I made the mistake with my Salomon Dialogue Focus boots sizing at 10.5 because it fit me perfectly at the time but it got looser over the break-in period.

I've also found the Photons are so much easier to get in and out of, especially since my fusioned toe makes it tougher to put on any type boot.


----------



## Lamedog (Apr 9, 2020)

I have the Acerra 2020 and I'm going through a similar dilemma. I'm sure you'll have heard the same thing about trying to get them to try to really know (olif you can find an online retailer with a good returns policy).

Adidas don't list Mondo in the boot. But JP sizing is centimetres so I have used this as a guide. I have felt like the Adidas fit 0.5cm short. I have one foot bigger than the other and one presses a little against the end and the other doesn't. So the main unknown is how much do the boots pack out.

If your toe is really pressed I'd be tempted to 0.5 up. The hold will still feel good on the ankle and around the leg because of the boa lockdown.

I dont know how much Adidas boots pack out if someone else does and can speak to it that would really aid your decision (and mine!) Assuming you go with the Adidas over the Button.


----------



## denkigroove (Apr 7, 2020)

Lamedog said:


> I have the Acerra 2020 and I'm going through a similar dilemma. I'm sure you'll have heard the same thing about trying to get them to try to really know (olif you can find an online retailer with a good returns policy).


Hi Lamedog, which US size did you go with considering the recommended mondo size?

Mondo places me at 9.5US, and based on the 2020 Acerra review on Goodride stated it ran a 1/2 size big so go down. So I went with a 9UK/10US would do but after stomping my heal several times I was still unable to get a good snug fit as my front big toe just pushed uncomfortably against the front too much that I would be miserable during the break-in period. Also another thing was I got an outstanding deal the Acerra shipped from the UK, and according to Goodride commenters, the UK sizing was more true-to-size versus the US offerings so that was probably the problem.
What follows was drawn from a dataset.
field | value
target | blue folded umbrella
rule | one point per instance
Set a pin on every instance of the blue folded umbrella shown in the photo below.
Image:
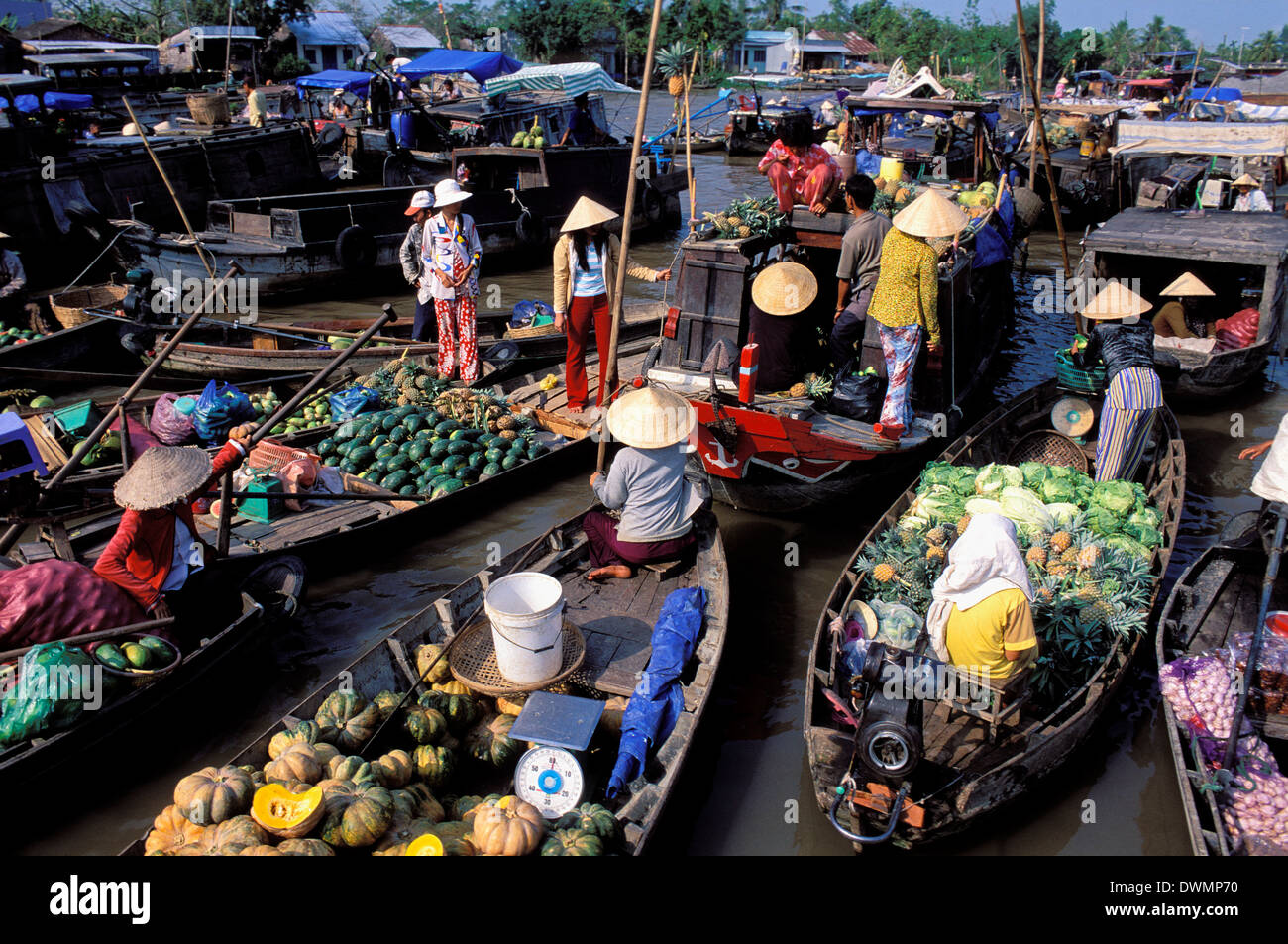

I narrowed it to the Acerra because of their comfortability based on other reviews and owners, and I also have several pairs of the Ultra Boost sneakers to confirm the boost tech is legit.

So I ended up sending the Acerra's back however, my bad luck has it, there were no more 10.5 available to exchange it for.

So now I went with the Burton Photon Step On size 10US and the fit was very snug but not painful so I hope it will pack out well. I will try to heat mode it to see if it improves the comfort.


----------



## Lamedog (Apr 9, 2020)

denkigroove said:


> Hi Lamedog, which US size did you go with considering the recommended mondo size?


@denkigroove sorry about the late reply. I've decided on a US 9.5. (UK8.5) I ended up finding some US 10 to try.

So in all I had the UK8, 8.5 and 9. Doing this really helped. Especially having one foot larger than the other. I had a similar issue with the UK8 (I also wear Adidas trainers/sneakers in a UK8/US9) as you in that my toe felt uncomfortably pressed into the liner. Trying the UK9 helped me feel that it was too big - comfortable standing up and my toe of my bigger foot was barely brushing the end. This meant my smaller foot felt a bit 'loose'.

In doing the above I could have a frame of reference to know what too loose and too tight was. Not ideal to tie up your money that way but for me it was helpful. Especially as with my last boots (Salomon Synape) I tore a chunk of skin from my heel because that 0.5cm on my bigger foot was too just too tight. Do not want to do that again. Luckily I was a few days from the end of my trip but needless to say it made riding less than enjoyable.

The only thing as mentioned on another thread is the Acerra have very little forward lean. Makes no sense to me as now my Union Force bindings (M/L) don't seem to have a good seating position for them.


----------